We know the nature of cars is changing to a so-called concept of “mobility” that has as many definitions as people who care to define it. Then along comes COVID-19 and our attitudes about vehicles and mobility get tossed up even more. Now what?
Designers at the Art Center College of Design in Pasadena, California, are working on it.
“People are very concerned about where they are and where they’re going,” says Kimberly Marte, a colors, materials and finishes educator at Art Center. “When we talk about automotive we know it’s definitely a comfortable place for people because they own their cars.” That certainly knocks a leg out from under the previously burgeoning trend toward ride-hailing, which has been gutted during the pandemic. That demands something of a 180 for mobility designers who must again focus on the future of the private car, not just of the shared ones.
“It’s the first time I can even imagine anything like this,” says Dave Marek, a 33-year veteran at Honda Americas and executive creative director for its Acura division. “Let’s take a step back. We’re going to have to design for the fact that different people are going to share a car, or that people are going to buy their own car again” because they won’t trust ride-share for the foreseeable future, or demand increased health and wellness tech in their personal car.

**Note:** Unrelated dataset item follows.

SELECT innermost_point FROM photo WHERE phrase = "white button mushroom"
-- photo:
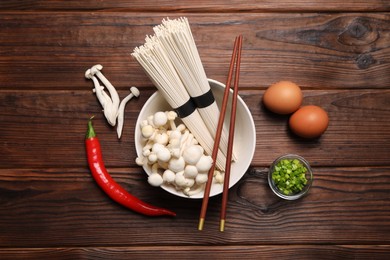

“Mobility design” can be a pretty esoteric concept, but Marte says interior materials are one tangible example.
“Can we engineer and validate materials that will help us reduce pollutants or viruses with biomimickry?” she says. “If we look at plants that can help clean the air, is there a way we can bring in some of that scientific knowledge to the textures we apply in automotive?”
Marek feels it’s up to automakers to lead, not just respond to what consumers figure out on their own about new normals. Health, not just safety, is becoming a factor in car design. “They expect some kind of response from us to make sure that we’re accounting for that.”